How have Zimbabweans been impacted by poverty? Health wise, there is lower life expectancy, hunger, malnutrition and infectious diseases. Socially, we are victims of rising cost of living, poor quality of shelter (hence street children and squatters), and declining quality of education, inability to afford education, poor access to primary school education, and no guarantee of work after completion of college including university, domestic violence, internal displacements and prostitution.

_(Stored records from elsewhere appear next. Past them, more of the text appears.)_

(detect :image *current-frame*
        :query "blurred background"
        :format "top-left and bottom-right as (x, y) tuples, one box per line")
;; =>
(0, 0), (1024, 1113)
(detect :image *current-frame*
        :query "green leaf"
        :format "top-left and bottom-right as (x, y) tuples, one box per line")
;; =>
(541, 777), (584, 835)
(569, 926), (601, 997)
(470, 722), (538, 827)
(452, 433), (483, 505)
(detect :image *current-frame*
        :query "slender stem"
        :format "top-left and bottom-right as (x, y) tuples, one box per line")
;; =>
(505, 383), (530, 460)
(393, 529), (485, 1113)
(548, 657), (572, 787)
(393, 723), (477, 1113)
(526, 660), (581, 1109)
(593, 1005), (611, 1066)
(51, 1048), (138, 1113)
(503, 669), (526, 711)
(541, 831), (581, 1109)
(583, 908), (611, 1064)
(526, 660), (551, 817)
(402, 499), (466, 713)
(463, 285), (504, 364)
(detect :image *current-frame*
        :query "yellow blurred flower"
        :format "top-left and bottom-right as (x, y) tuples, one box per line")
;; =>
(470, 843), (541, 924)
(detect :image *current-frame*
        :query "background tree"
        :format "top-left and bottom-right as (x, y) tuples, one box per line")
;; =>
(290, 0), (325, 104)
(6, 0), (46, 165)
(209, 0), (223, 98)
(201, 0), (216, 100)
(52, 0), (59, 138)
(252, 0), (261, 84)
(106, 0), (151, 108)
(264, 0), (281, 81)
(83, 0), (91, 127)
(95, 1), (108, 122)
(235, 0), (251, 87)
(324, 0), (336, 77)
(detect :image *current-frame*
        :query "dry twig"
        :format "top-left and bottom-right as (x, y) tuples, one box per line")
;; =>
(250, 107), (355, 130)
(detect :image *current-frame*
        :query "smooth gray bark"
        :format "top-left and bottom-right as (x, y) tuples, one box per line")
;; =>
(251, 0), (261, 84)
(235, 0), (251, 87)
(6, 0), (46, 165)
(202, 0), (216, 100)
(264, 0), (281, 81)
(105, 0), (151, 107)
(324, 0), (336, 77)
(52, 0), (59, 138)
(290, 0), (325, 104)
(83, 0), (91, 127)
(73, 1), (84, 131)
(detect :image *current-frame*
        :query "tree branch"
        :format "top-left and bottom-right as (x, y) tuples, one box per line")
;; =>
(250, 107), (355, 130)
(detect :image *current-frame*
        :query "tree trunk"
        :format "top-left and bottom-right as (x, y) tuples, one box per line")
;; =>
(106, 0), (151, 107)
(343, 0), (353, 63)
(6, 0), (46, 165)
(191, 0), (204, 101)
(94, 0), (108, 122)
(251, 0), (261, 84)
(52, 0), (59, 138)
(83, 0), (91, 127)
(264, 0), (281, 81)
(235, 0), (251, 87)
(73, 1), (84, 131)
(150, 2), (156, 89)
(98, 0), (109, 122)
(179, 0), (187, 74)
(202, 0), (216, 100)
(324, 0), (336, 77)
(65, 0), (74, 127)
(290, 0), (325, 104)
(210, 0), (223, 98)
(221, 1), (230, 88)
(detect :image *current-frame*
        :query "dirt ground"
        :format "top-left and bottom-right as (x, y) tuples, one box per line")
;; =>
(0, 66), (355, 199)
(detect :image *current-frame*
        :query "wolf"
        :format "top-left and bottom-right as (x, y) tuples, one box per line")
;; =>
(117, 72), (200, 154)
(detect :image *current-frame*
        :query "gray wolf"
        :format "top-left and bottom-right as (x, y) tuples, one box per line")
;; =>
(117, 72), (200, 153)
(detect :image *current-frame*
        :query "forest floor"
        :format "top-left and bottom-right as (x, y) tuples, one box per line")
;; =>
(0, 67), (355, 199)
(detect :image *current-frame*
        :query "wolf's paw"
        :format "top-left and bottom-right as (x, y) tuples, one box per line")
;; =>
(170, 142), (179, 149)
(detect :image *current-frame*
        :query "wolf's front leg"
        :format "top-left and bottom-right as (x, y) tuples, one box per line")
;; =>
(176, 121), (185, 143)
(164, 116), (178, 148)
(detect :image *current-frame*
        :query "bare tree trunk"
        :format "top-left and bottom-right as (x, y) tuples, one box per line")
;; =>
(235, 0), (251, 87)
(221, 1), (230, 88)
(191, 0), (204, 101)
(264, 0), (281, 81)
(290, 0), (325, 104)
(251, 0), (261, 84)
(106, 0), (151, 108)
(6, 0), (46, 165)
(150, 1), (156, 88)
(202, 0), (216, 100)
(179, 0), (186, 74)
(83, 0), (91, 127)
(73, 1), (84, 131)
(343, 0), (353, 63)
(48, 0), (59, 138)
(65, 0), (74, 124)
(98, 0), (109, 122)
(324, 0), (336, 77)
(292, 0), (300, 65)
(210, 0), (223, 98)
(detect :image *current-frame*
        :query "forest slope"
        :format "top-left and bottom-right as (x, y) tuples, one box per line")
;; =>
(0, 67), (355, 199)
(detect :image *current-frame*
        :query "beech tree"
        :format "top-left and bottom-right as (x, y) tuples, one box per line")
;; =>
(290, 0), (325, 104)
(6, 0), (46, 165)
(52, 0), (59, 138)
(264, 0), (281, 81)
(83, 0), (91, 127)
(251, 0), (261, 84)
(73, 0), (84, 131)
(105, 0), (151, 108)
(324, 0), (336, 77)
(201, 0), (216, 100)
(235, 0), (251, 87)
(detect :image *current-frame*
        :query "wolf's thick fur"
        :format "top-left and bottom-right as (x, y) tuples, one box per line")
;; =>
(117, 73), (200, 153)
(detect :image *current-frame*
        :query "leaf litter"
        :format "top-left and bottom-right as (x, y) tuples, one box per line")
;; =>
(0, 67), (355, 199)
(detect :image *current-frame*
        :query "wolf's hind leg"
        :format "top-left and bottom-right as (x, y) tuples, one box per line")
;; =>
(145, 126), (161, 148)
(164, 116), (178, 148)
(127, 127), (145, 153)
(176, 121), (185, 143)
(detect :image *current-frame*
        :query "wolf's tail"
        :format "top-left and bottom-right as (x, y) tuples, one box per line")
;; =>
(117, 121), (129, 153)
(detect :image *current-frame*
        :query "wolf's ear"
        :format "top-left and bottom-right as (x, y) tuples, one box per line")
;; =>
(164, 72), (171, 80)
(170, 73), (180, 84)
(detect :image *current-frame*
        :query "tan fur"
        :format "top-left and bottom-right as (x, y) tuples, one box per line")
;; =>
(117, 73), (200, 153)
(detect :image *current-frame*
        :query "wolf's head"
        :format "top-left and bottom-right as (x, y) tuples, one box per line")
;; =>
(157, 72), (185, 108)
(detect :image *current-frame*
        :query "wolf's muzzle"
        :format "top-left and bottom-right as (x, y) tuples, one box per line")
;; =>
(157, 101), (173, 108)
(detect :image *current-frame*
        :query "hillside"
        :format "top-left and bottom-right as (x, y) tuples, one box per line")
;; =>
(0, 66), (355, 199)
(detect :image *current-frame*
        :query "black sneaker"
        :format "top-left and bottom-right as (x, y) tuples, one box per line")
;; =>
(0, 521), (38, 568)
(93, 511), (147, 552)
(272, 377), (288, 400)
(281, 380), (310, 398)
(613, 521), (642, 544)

We can fight it, but dreaming of eliminating poverty is a bridge too far. We could begin by enhancing farming and cattle rearing strategies, industrialisation, improving ease of doing business, eliminating corruption, reducing the size of government and downsizing the idle army and police to save money. Good politics starts from democratisation, stopping farm and company invasions, restoring property rights and reverting to the rule of law.
Internationally, greater access to markets brings more income to the poor; we can also take actions to get our national debt forgiven like the Zambians did, so that expensive debt repayments are channeled to social safety nets that benefit the poor. As someone quoted Nelson Mandela: “Overcoming poverty is not a gesture of charity, it is an act of justice.”